Peinture
Par sanieptia le vendredi 13 mai 2005, 13:21 - Journal - Lien permanent
Ai vécu il y a une petite année - correspondant à mon divorce et à ma rencontre avec Emilie - une aventure picturale
Aventure que j’ai largement partagée sur mon ancien blog (Thierry – U-blog) parce qu’à une époque j’avais voulu être peintre. Et j’avais l’impression que cela revenait ; avais même projet de réaliser une peinture par mois, afin de proposer une expo dans ma petite ville (désir de reconnaissance, toujours...)
Ai encore une idée de peinture (un nu assis) qui me titille depuis plusieurs semaines ; et je n’arrive pas à m’y mettre, préférant écrire ou faire d’autres choses.
Et, réfléchissant à tout cela, avant-hier, dans mon bain, sans y réfléchir vraiment, comme je fais toujours, j’ai eu une illumination, une explication.
Je vous la livre.
Quand j’ai rencontré Emilie, il y avait chez elle des peintures (des nus) du compagnon de sa mère. Je les trouvais bien moyennes et décidai inconsciemment d’entrer en rivalité (de briller). Ne pouvant guère briller avec ma littérature, n’ayant pas grand chose à faire lire, et ce qui était lisible, des nouvelles pornographiques, je n’allais pas les proposer à Emilie à peine on se connaissait. Peut-être aussi avais-je besoin, après cette séparation (presque dix ans de vie commune, un enfant), d’avoir un projet, quelque chose qui me tient, occupe mon esprit ?

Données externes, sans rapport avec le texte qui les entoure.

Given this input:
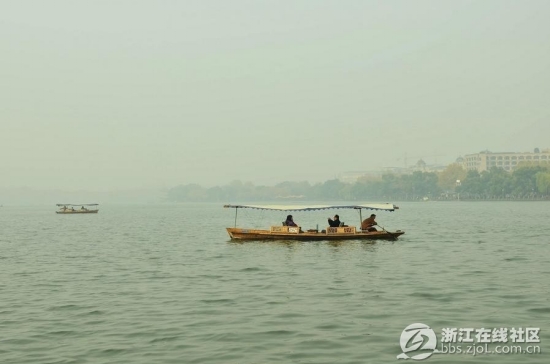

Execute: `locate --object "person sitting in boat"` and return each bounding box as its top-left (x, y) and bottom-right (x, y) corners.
top-left (361, 214), bottom-right (378, 231)
top-left (328, 215), bottom-right (343, 227)
top-left (285, 215), bottom-right (298, 226)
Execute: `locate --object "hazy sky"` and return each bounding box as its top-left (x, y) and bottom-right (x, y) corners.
top-left (0, 0), bottom-right (550, 190)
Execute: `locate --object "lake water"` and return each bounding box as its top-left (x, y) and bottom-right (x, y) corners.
top-left (0, 202), bottom-right (550, 364)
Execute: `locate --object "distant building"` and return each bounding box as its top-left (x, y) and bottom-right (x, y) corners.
top-left (457, 148), bottom-right (550, 172)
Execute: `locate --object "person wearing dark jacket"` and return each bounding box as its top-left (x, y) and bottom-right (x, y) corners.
top-left (285, 215), bottom-right (298, 226)
top-left (328, 215), bottom-right (340, 227)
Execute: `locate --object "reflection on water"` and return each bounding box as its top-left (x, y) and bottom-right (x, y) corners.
top-left (0, 202), bottom-right (550, 364)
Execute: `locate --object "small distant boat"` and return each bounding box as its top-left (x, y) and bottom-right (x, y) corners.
top-left (55, 203), bottom-right (99, 214)
top-left (224, 203), bottom-right (405, 241)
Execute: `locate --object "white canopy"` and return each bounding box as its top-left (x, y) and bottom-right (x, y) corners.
top-left (223, 203), bottom-right (399, 211)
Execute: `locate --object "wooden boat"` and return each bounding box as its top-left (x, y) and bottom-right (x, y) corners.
top-left (55, 203), bottom-right (99, 214)
top-left (224, 203), bottom-right (405, 241)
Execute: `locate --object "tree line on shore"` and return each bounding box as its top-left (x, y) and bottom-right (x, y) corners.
top-left (166, 163), bottom-right (550, 202)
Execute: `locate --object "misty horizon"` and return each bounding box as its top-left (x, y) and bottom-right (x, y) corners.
top-left (0, 1), bottom-right (550, 191)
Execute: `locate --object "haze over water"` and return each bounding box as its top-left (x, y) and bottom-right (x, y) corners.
top-left (0, 202), bottom-right (550, 364)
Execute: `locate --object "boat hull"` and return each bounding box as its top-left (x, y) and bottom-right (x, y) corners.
top-left (226, 228), bottom-right (405, 241)
top-left (55, 210), bottom-right (99, 215)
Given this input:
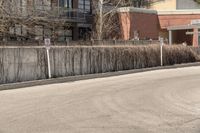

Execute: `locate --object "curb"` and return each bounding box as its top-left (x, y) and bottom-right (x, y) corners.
top-left (0, 62), bottom-right (200, 91)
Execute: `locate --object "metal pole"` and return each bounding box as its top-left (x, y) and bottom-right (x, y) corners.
top-left (47, 48), bottom-right (51, 78)
top-left (160, 38), bottom-right (164, 66)
top-left (160, 45), bottom-right (163, 66)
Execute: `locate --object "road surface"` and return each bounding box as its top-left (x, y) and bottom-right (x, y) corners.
top-left (0, 67), bottom-right (200, 133)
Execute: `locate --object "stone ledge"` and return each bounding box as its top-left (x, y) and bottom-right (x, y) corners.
top-left (0, 62), bottom-right (200, 91)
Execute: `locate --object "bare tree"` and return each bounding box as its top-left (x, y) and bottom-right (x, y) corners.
top-left (92, 0), bottom-right (164, 40)
top-left (0, 0), bottom-right (72, 39)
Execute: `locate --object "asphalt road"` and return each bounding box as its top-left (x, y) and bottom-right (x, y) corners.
top-left (0, 67), bottom-right (200, 133)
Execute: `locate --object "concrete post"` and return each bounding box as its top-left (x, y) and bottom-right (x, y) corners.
top-left (169, 30), bottom-right (173, 45)
top-left (193, 28), bottom-right (199, 47)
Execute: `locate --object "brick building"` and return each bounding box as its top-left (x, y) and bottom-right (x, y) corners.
top-left (118, 0), bottom-right (200, 46)
top-left (1, 0), bottom-right (92, 41)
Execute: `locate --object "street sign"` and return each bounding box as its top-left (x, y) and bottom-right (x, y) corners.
top-left (44, 38), bottom-right (51, 78)
top-left (160, 37), bottom-right (164, 46)
top-left (44, 38), bottom-right (51, 47)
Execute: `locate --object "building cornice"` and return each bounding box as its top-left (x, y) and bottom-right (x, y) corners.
top-left (117, 7), bottom-right (200, 15)
top-left (158, 9), bottom-right (200, 15)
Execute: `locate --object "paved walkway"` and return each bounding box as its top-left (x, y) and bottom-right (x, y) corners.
top-left (0, 67), bottom-right (200, 133)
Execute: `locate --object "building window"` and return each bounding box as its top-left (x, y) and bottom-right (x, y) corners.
top-left (59, 0), bottom-right (73, 8)
top-left (78, 0), bottom-right (90, 11)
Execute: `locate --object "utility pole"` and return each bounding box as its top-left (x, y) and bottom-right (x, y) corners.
top-left (98, 0), bottom-right (103, 41)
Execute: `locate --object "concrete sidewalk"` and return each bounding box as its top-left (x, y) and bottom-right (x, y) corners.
top-left (0, 62), bottom-right (200, 90)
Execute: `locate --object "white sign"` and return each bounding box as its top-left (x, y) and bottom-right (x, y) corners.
top-left (191, 19), bottom-right (200, 25)
top-left (44, 38), bottom-right (51, 47)
top-left (159, 37), bottom-right (164, 46)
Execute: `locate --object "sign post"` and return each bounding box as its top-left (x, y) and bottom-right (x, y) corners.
top-left (160, 38), bottom-right (164, 66)
top-left (44, 38), bottom-right (51, 78)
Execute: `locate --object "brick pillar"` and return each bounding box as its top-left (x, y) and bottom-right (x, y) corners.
top-left (73, 0), bottom-right (78, 9)
top-left (73, 24), bottom-right (79, 41)
top-left (193, 28), bottom-right (199, 47)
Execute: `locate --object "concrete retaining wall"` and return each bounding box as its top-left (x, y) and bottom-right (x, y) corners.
top-left (0, 46), bottom-right (196, 84)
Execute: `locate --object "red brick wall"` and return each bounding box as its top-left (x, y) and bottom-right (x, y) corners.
top-left (158, 14), bottom-right (200, 29)
top-left (119, 12), bottom-right (159, 40)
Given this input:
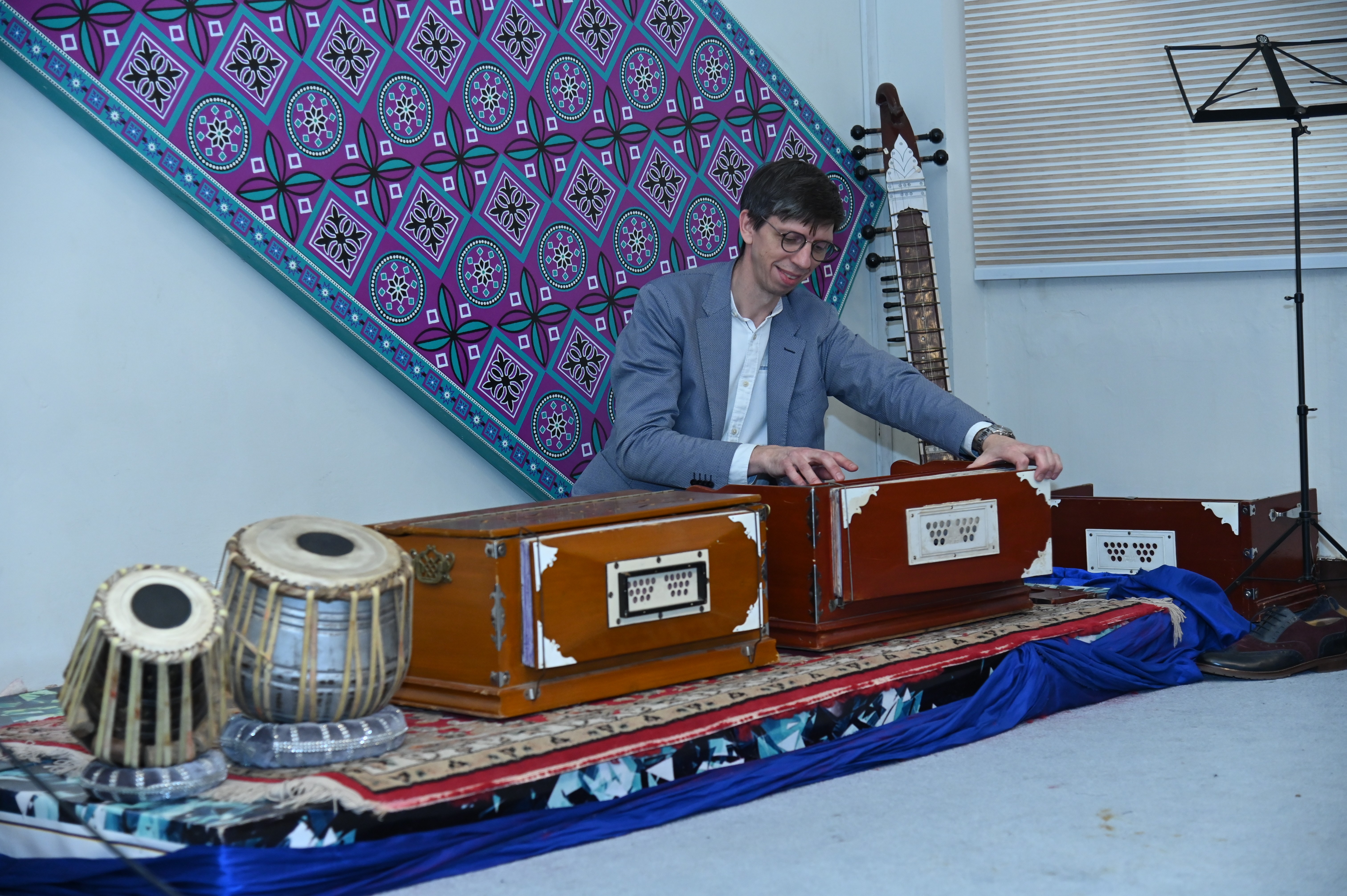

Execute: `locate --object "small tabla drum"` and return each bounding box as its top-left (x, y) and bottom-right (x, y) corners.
top-left (59, 564), bottom-right (226, 802)
top-left (222, 516), bottom-right (412, 767)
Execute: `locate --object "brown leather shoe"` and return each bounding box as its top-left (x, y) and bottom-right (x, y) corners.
top-left (1198, 597), bottom-right (1347, 679)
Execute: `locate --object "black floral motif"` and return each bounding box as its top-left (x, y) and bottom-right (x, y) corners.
top-left (477, 348), bottom-right (533, 416)
top-left (403, 190), bottom-right (458, 260)
top-left (121, 41), bottom-right (185, 114)
top-left (486, 178), bottom-right (537, 242)
top-left (711, 141), bottom-right (753, 200)
top-left (641, 154), bottom-right (687, 214)
top-left (319, 19), bottom-right (374, 90)
top-left (411, 15), bottom-right (463, 81)
top-left (571, 0), bottom-right (617, 62)
top-left (314, 204), bottom-right (369, 273)
top-left (225, 31), bottom-right (284, 102)
top-left (566, 164), bottom-right (613, 228)
top-left (776, 129), bottom-right (819, 164)
top-left (645, 0), bottom-right (692, 53)
top-left (560, 332), bottom-right (608, 395)
top-left (492, 4), bottom-right (543, 71)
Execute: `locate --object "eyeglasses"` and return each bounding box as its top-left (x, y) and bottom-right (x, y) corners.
top-left (762, 220), bottom-right (842, 261)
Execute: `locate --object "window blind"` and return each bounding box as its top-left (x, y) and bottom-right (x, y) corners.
top-left (964, 0), bottom-right (1347, 279)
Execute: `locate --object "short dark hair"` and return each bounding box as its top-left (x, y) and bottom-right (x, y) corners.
top-left (739, 159), bottom-right (846, 230)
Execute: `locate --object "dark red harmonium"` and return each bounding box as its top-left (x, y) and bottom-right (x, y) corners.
top-left (721, 461), bottom-right (1052, 651)
top-left (1052, 485), bottom-right (1323, 620)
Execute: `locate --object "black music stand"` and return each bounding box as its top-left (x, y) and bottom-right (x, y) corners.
top-left (1165, 34), bottom-right (1347, 591)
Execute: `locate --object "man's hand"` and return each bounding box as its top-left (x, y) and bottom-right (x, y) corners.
top-left (970, 435), bottom-right (1061, 482)
top-left (749, 439), bottom-right (862, 485)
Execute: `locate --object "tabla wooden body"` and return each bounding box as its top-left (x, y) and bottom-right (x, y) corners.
top-left (374, 492), bottom-right (776, 718)
top-left (224, 516), bottom-right (412, 722)
top-left (1052, 486), bottom-right (1323, 620)
top-left (59, 564), bottom-right (225, 768)
top-left (719, 461), bottom-right (1052, 651)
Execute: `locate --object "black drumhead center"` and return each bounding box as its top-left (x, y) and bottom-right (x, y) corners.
top-left (131, 582), bottom-right (191, 628)
top-left (295, 532), bottom-right (356, 556)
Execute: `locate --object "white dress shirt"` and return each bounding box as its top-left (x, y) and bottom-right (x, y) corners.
top-left (721, 295), bottom-right (991, 485)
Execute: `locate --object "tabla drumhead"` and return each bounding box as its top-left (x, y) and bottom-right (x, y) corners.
top-left (238, 516), bottom-right (401, 589)
top-left (102, 566), bottom-right (224, 654)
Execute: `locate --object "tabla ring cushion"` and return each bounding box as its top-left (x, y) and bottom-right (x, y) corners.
top-left (220, 706), bottom-right (407, 768)
top-left (80, 749), bottom-right (229, 803)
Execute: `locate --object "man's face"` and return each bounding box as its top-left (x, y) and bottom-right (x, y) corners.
top-left (739, 212), bottom-right (833, 295)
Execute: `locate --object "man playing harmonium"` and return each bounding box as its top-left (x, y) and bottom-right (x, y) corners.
top-left (575, 159), bottom-right (1061, 495)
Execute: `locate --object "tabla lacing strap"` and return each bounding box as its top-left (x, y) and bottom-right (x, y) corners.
top-left (253, 582), bottom-right (280, 715)
top-left (295, 590), bottom-right (318, 722)
top-left (0, 741), bottom-right (182, 896)
top-left (120, 648), bottom-right (145, 768)
top-left (93, 639), bottom-right (121, 760)
top-left (335, 585), bottom-right (360, 718)
top-left (175, 658), bottom-right (201, 764)
top-left (154, 662), bottom-right (172, 767)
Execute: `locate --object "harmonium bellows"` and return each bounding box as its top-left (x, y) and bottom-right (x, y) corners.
top-left (373, 491), bottom-right (776, 718)
top-left (719, 461), bottom-right (1052, 651)
top-left (1052, 485), bottom-right (1323, 620)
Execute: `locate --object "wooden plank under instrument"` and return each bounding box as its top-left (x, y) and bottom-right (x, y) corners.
top-left (1052, 485), bottom-right (1324, 620)
top-left (718, 461), bottom-right (1052, 651)
top-left (373, 491), bottom-right (776, 718)
top-left (873, 82), bottom-right (956, 464)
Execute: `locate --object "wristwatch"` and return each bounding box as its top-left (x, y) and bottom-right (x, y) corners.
top-left (973, 423), bottom-right (1014, 457)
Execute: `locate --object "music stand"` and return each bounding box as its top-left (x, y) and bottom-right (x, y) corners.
top-left (1165, 34), bottom-right (1347, 591)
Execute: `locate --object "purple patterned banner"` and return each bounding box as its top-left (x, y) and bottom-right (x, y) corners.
top-left (0, 0), bottom-right (884, 497)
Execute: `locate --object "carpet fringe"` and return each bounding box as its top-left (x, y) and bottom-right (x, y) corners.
top-left (198, 775), bottom-right (388, 817)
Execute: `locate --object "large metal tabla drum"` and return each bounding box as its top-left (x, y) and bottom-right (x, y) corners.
top-left (59, 566), bottom-right (226, 802)
top-left (222, 516), bottom-right (412, 733)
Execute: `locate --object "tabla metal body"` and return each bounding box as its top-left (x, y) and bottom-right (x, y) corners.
top-left (1052, 486), bottom-right (1323, 620)
top-left (719, 461), bottom-right (1052, 651)
top-left (59, 564), bottom-right (226, 768)
top-left (374, 492), bottom-right (776, 718)
top-left (222, 516), bottom-right (412, 722)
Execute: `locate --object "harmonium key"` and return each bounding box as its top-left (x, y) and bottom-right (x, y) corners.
top-left (1052, 485), bottom-right (1323, 620)
top-left (373, 491), bottom-right (776, 718)
top-left (719, 461), bottom-right (1052, 651)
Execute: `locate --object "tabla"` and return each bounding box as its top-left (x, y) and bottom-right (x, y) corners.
top-left (59, 564), bottom-right (226, 771)
top-left (222, 516), bottom-right (412, 723)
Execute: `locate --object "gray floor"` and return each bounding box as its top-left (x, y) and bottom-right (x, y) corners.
top-left (385, 672), bottom-right (1347, 896)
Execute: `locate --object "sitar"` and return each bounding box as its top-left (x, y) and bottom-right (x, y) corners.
top-left (851, 83), bottom-right (958, 464)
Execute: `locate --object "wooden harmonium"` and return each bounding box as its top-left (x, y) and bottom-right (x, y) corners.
top-left (1052, 485), bottom-right (1320, 620)
top-left (373, 492), bottom-right (776, 718)
top-left (719, 461), bottom-right (1052, 651)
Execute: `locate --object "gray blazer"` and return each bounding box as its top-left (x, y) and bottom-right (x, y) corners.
top-left (575, 261), bottom-right (986, 495)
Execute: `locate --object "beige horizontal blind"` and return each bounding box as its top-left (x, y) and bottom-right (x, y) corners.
top-left (964, 0), bottom-right (1347, 279)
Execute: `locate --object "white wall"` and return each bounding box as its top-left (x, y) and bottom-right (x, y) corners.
top-left (8, 0), bottom-right (1347, 687)
top-left (877, 0), bottom-right (1347, 542)
top-left (0, 0), bottom-right (874, 688)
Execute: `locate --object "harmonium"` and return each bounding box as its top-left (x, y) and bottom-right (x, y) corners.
top-left (717, 461), bottom-right (1052, 651)
top-left (373, 491), bottom-right (776, 718)
top-left (1052, 485), bottom-right (1321, 620)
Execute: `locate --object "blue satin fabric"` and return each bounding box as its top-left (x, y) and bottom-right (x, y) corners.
top-left (0, 569), bottom-right (1249, 896)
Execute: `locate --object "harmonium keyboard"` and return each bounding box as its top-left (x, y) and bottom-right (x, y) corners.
top-left (373, 491), bottom-right (776, 718)
top-left (1052, 485), bottom-right (1321, 620)
top-left (718, 461), bottom-right (1052, 651)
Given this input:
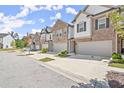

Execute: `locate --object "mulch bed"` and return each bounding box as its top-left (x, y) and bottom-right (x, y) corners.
top-left (106, 71), bottom-right (124, 88)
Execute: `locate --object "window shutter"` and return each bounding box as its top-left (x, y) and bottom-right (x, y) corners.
top-left (95, 19), bottom-right (98, 30)
top-left (77, 24), bottom-right (79, 32)
top-left (84, 22), bottom-right (86, 31)
top-left (106, 18), bottom-right (109, 28)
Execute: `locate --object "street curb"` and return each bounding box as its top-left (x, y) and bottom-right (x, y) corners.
top-left (27, 56), bottom-right (89, 83)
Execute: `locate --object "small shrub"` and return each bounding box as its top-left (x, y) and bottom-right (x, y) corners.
top-left (112, 53), bottom-right (122, 59)
top-left (41, 48), bottom-right (48, 53)
top-left (58, 50), bottom-right (68, 57)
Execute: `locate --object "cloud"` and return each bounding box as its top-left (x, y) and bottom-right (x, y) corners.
top-left (50, 13), bottom-right (62, 20)
top-left (42, 5), bottom-right (63, 11)
top-left (31, 29), bottom-right (41, 34)
top-left (50, 21), bottom-right (55, 27)
top-left (53, 5), bottom-right (63, 10)
top-left (39, 18), bottom-right (45, 23)
top-left (0, 13), bottom-right (34, 33)
top-left (16, 7), bottom-right (29, 18)
top-left (66, 7), bottom-right (78, 15)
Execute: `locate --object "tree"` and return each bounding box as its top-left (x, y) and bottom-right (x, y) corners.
top-left (11, 40), bottom-right (16, 48)
top-left (109, 6), bottom-right (124, 38)
top-left (16, 39), bottom-right (25, 48)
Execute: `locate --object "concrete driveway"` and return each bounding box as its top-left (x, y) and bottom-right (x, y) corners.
top-left (0, 51), bottom-right (77, 88)
top-left (29, 53), bottom-right (108, 83)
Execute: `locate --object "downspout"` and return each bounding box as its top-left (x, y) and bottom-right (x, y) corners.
top-left (115, 32), bottom-right (118, 53)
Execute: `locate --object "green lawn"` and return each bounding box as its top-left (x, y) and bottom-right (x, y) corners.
top-left (109, 63), bottom-right (124, 69)
top-left (0, 48), bottom-right (17, 51)
top-left (39, 57), bottom-right (55, 62)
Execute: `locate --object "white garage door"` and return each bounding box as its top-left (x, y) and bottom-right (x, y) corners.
top-left (53, 43), bottom-right (67, 52)
top-left (76, 40), bottom-right (112, 56)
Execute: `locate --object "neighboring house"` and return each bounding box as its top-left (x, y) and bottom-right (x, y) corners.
top-left (73, 5), bottom-right (119, 56)
top-left (51, 19), bottom-right (74, 52)
top-left (41, 27), bottom-right (53, 51)
top-left (27, 32), bottom-right (41, 50)
top-left (0, 33), bottom-right (14, 48)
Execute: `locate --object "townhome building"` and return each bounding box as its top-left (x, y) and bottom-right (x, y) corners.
top-left (72, 5), bottom-right (120, 56)
top-left (41, 26), bottom-right (53, 51)
top-left (27, 32), bottom-right (42, 50)
top-left (0, 33), bottom-right (15, 48)
top-left (51, 19), bottom-right (74, 52)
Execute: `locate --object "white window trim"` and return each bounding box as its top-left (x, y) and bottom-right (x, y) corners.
top-left (98, 17), bottom-right (106, 30)
top-left (78, 21), bottom-right (86, 33)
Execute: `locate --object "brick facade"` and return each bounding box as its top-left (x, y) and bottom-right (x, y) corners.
top-left (51, 20), bottom-right (68, 43)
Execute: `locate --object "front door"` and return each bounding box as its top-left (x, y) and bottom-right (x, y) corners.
top-left (48, 40), bottom-right (53, 51)
top-left (121, 39), bottom-right (124, 54)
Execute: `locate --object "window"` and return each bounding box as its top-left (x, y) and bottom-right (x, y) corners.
top-left (98, 18), bottom-right (106, 29)
top-left (77, 22), bottom-right (86, 32)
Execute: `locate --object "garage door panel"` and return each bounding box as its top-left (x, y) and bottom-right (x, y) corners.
top-left (76, 41), bottom-right (112, 56)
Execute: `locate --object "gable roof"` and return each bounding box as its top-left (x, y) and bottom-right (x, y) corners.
top-left (72, 5), bottom-right (117, 23)
top-left (51, 19), bottom-right (72, 32)
top-left (0, 33), bottom-right (9, 38)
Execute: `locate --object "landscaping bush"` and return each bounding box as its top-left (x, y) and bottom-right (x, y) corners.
top-left (41, 48), bottom-right (48, 53)
top-left (112, 53), bottom-right (122, 59)
top-left (58, 50), bottom-right (68, 57)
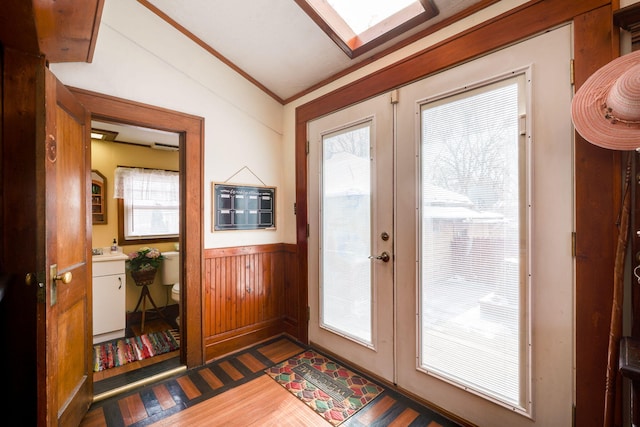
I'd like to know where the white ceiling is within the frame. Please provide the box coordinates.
[141,0,487,100]
[92,0,493,146]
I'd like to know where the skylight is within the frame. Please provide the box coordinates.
[327,0,418,34]
[295,0,438,58]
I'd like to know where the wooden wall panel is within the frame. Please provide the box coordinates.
[203,244,300,361]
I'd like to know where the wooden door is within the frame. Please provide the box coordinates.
[309,93,395,382]
[35,69,93,426]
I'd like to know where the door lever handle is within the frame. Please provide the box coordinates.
[369,251,391,262]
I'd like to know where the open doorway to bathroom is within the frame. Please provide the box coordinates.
[91,119,184,395]
[70,88,204,399]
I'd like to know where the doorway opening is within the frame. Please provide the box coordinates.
[91,120,184,396]
[69,88,204,400]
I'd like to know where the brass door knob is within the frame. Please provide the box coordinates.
[53,271,73,285]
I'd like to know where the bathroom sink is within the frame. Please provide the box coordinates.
[92,251,128,262]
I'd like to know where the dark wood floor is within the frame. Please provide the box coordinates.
[81,337,460,427]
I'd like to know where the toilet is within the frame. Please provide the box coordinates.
[162,251,180,324]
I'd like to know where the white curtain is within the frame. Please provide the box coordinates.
[113,167,180,202]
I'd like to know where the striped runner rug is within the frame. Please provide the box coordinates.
[93,329,180,372]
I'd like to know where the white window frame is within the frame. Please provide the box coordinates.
[114,167,180,243]
[416,67,533,417]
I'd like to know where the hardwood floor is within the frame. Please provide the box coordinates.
[81,338,463,427]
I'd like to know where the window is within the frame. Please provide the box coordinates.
[295,0,439,58]
[114,167,180,244]
[420,76,529,408]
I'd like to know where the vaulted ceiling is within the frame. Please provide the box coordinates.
[138,0,497,103]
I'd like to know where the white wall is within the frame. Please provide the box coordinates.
[51,0,288,248]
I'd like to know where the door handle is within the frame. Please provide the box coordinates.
[369,251,391,262]
[53,271,73,285]
[49,264,73,307]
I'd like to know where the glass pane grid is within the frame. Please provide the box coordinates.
[420,80,526,406]
[320,125,372,345]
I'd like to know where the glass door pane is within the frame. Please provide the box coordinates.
[320,122,372,345]
[420,77,528,407]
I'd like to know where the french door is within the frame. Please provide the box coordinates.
[308,95,394,380]
[308,25,573,426]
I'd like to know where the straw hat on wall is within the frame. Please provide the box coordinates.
[571,51,640,150]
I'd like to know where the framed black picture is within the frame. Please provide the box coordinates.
[213,183,276,231]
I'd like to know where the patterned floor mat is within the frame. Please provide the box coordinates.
[265,350,384,426]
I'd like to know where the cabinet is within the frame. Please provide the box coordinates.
[91,170,107,224]
[93,253,127,344]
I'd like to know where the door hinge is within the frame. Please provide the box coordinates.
[391,89,400,104]
[569,59,576,86]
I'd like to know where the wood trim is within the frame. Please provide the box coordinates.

Bref, j’ai mis huit mois à faire cette peinture que j’avais dans la tête. Et c’est très bien. (Elle est accrochée chez moi.) Mais l’idée d’en faire d’autres, de faire une expo, est peut-être une erreur... Car cette peinture, ce nu allongé, suffit peut-être, a peut-être suffit à me prouver, à moi comme aux autres, que j’étais capable de faire quelque chose de mes dix doigts. Que j’étais un artiste. Une sorte de carte de visite pour éblouir... aussi bien moi que les autres encore une fois.
Ferai peut-être ce nu assis, pourquoi pas, mettrai peut-être encore huit mois, pourquoi pas ! En tout cas, cette histoire d’expo est terminée ; ou alors quand j’aurai soixante ans, si j’arrive jusque là.
Je ne suis qu’un peintre du dimanche. Il faudra m’y faire. Ai peut-être découvert tout ça, d’ailleurs, en écrivant ma Présentation pour ce nouveau blog (peintre du dimanche...)
Mais je ne renonce pas pour ce qui est de la littérature, de la pensée !
Imaginez, je n’aurais plus rien, comme ce serait triste...
Commentaires
Comme j'ai eu l'occasion de le dire en privé, je trouve cela dommage mais... si c'est le choix qui te convient au jour d'aujourd'hui, il faut s'incliner...
Cela dit, il n'y a aucune décision qui ne puisse évoluer, alors... tout reste possible !
Accoucher d'une oeuvre en gestation prends le temps qu'il faut. Le fait de créer et d'avoir le statut d'artiste est différent. Je trouve ce qu'écrit Coco juste.De toute façon à la fin il ne reste rien ,alors ... :-)
2000 euros ? Ce sera tout ? :-))
C'est un mécène qu'il te faut !
Avis à tous les lecteurs de ce blog, fidèles ou occasionnels, riches et généreux : à vos portefeuilles ! :-D
Je démarre ma collection de colliers de nouilles dans quelques années !!! ;-)
Tu as bien compris ce que je voulais insinuer Thierry, Je voulais juste te dire continues à créer quelque soit le temps qui reste :-)
C'est toujours bon d'avoir des projets.
L'ambition entretient l'énergie!
Je crois qu'il faut s'écouter, se laisser aller à ses envies, laisser ses tripes s'exprimer naturellement.
Vous verrez bien ce qui adviendra... Non?